While calculus in England experienced stagnation in the period after Newton.
Exactly for the reason that English mathematicians ignored Leibniz's version.
Name me ONE English mathematician of 18 century in the class of Bernoullis, Euler, Clairaut, d'Alembert etc. Only in 19-s century English mathematicians overcome Newton's dominance and accepted Leibniz notation. Which we are all using now.
EDIT. Of course I agree that Newton was one of the greatest mathematicians of all times.
But nevertheless he certainly had some negative influence on development of mathematics, mainly in England, but not only in England. On my opinion, this happened for three reasons:
One is that he was so much superior to everyone else. Not surprisingly his cult was formed. No one could contradict him. (Think of the history of Optics, where his wrong opinion was dominating for almost 100 years).
His domineering personality. He suppressed and ruined great people around him (Flamsteed, Hooke and others). He staged this shameful "priority dispute with Leibniz".
He did everything to put Leibniz down, to destroy his reputation (like he did to Hook). And he partially succeeded.
And this discussion is another evidence of this.

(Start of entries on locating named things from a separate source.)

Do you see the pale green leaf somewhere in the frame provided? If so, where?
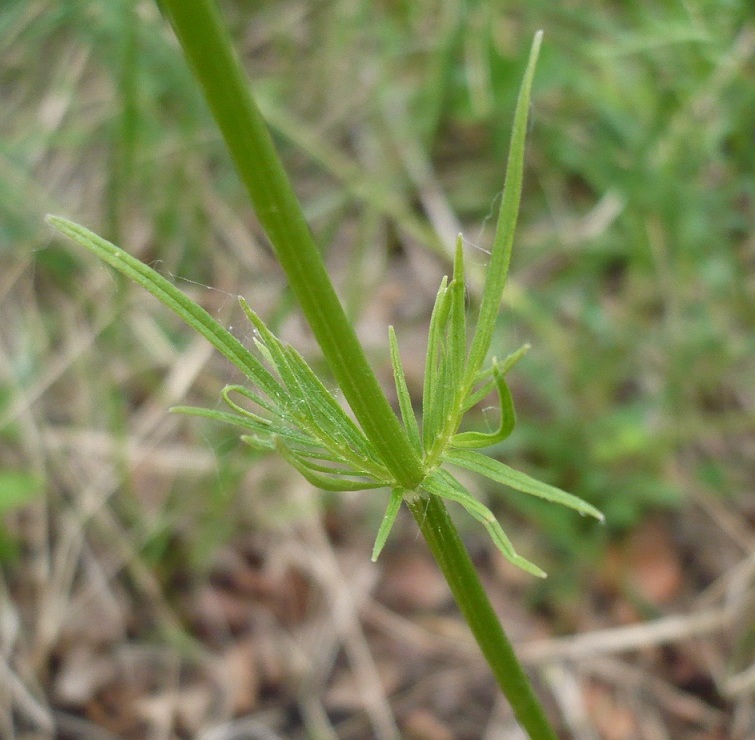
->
[464,31,542,388]
[47,216,268,388]
[372,488,404,563]
[422,470,546,578]
[388,326,422,454]
[443,449,603,522]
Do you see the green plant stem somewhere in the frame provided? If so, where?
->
[155,0,555,740]
[407,496,556,740]
[160,0,425,489]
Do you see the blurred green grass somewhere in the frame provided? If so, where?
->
[0,0,755,584]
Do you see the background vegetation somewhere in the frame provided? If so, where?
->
[0,0,755,737]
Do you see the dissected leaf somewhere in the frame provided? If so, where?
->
[465,32,542,387]
[449,363,516,447]
[47,216,268,388]
[443,449,603,522]
[372,488,404,563]
[388,326,422,453]
[422,469,546,578]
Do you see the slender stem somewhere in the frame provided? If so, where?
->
[407,496,556,740]
[159,0,555,740]
[160,0,425,489]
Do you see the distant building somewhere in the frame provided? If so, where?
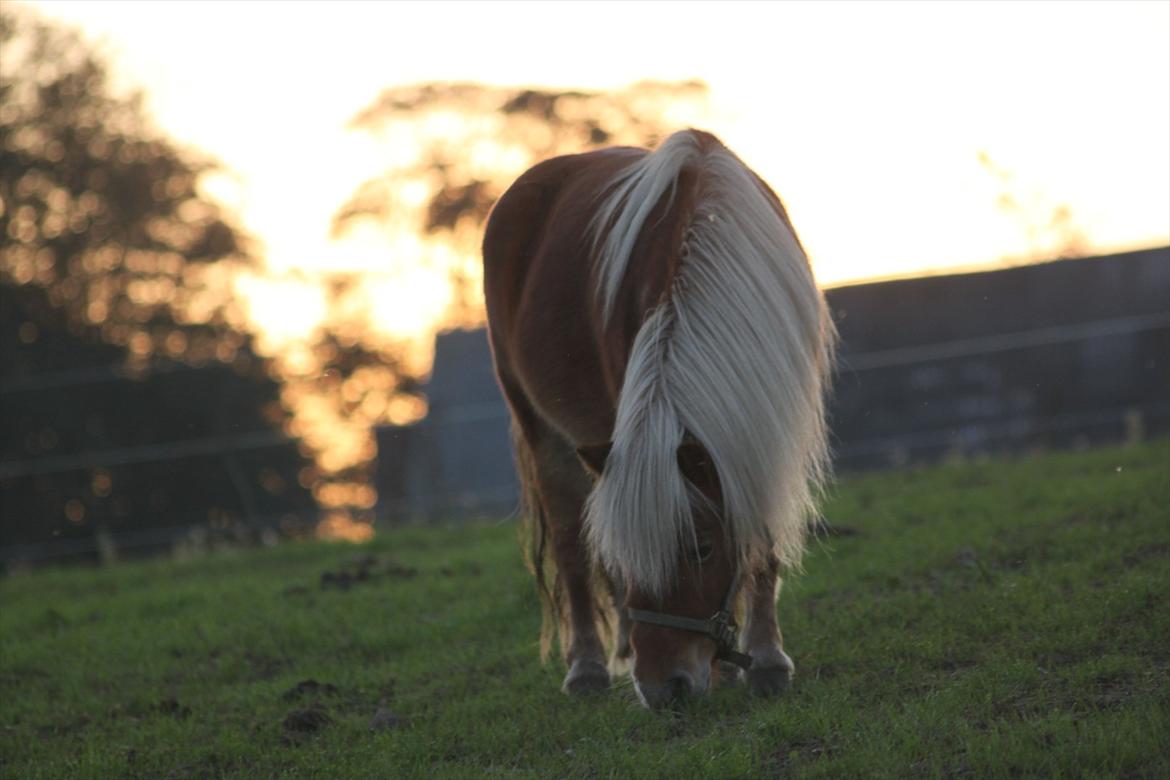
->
[377,247,1170,520]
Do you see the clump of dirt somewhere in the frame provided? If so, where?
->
[370,706,406,731]
[321,555,419,591]
[154,696,191,720]
[281,702,333,745]
[281,679,337,702]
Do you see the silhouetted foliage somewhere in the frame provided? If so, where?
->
[0,11,249,361]
[0,7,312,563]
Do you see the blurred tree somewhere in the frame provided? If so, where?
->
[0,5,312,568]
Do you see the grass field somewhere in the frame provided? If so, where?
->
[0,441,1170,779]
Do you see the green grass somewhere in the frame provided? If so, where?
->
[0,441,1170,779]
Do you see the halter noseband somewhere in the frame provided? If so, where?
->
[628,571,751,670]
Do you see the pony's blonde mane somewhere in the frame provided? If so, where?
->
[585,130,835,595]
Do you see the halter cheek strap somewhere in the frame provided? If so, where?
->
[629,572,751,670]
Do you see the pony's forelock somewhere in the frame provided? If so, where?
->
[585,131,835,595]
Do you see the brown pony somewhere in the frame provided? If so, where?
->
[483,130,835,707]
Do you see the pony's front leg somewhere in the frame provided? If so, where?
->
[743,555,796,696]
[538,442,610,695]
[556,523,610,695]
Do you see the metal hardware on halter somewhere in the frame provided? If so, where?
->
[629,572,751,670]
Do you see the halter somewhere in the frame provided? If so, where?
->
[629,570,751,671]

Finally he was reluctant to publish his results, while Leibniz did really a lot to promote calculus. He created a journal. He had students, etc.
In his life time Newton was surrounded by really great people. And look how it changed after his death. Read the history of the Royal society in Wikipedia, to begin with.
EDIT. Newton wrote once: "If I saw farther than others, this is because I stood on the shoulders of giants".
Recently I read a paraphrase of this: "If I did not see as far as some others, this is because giants stood on my shoulders" :-) I think Flamsteed or Hooke would be justified if they said this. They were the giants on whose shoulders Newton stood. And what did he do to them?